# decoys spreads



## honker (Feb 13, 2005)

whats does your decoys spread consist of?


----------



## SNOWSNBLUES (Oct 23, 2004)

Well, I always try to add on and upgrade abit each year. This year we'll be running 1200+ windsocks, 150-200 floaters and 9 dozen Hardcores.


----------



## Ty (Mar 11, 2004)

about 800 custom socks with about 50% with heads.

125 silos

4 dozen full bodies

NO RAGS!

84 shells

dozen

Over 200 floaters

partridge in pear tree

first year of my newest toy- JACKITE
Thing looks like fun if anything. HAHA!

:sniper: Shoot em in the lips!


----------



## goose (Jul 19, 2003)

We will run 900-1300 windsocks with 90-100 floaters if we hunt ponds. We did pretty well last fall with 4-500 windsocks so I am eager to see what 1000 will do.


----------



## wooduck26 (Mar 21, 2002)

56 Stuffers........... :roll: Some of you get it right?


----------



## gandergrinder (Mar 10, 2002)

Please tell me I don't have to hear about the magical powers of the stuffers everyday. :lol:


----------



## goose (Jul 19, 2003)

From what Terry Norris sais everyone should forget the plastics and go to stuffers.


----------



## mallardhunter (May 15, 2004)

:eyeroll:


----------



## Ty (Mar 11, 2004)

seriously,

This year I may try a couple stuffers. More just for fun if I get the time really.

BUt the 56 stuffers........... thats now a waterfowling forum legend by now.

It doesnt matter if the post is about the price of beans........ it will somehow end up having to do with 56 stuffers in the end. HA!


----------



## wooduck26 (Mar 21, 2002)

Sorry TY, I couldnt resist.......it is a classic among Snow Hunters from here on out......


----------



## Top Flight Waterfowling (Oct 21, 2004)

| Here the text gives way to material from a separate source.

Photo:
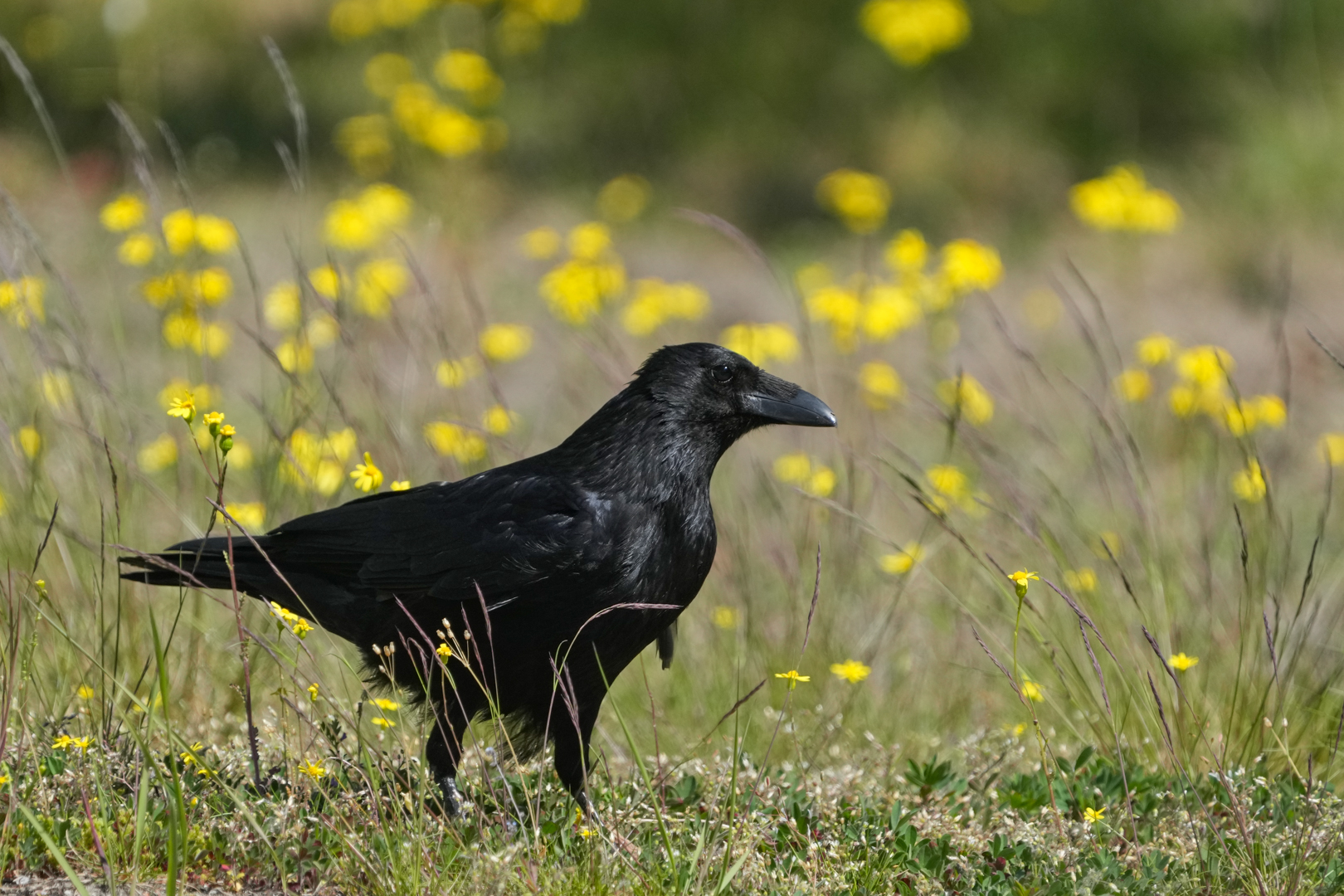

I dont know exact numbers but its pretty close but here we go, 800 Northwind Windsock Decoys, 75 Silos, 4 Goose Magnets, and a couple dozen of shells decoys, + flags, 4 guys, 4 layoutblinds, 2 e-callers, 2 cases of shells, im just waiting on a phone call.....................
:sniper: Case of Snow and Blue Goose Fever
Antibiotic: A day laying in your spread with the birds plentiful.

Adam :wink:


----------



## GooseBuster3 (Mar 1, 2002)

Between 7 of us we will have more decoys then what we want to set up. :wink: 
I can see the end now............... 500 snows walling up the spread 25 yards out and only four more days until I can shed blood!!! :evil:


----------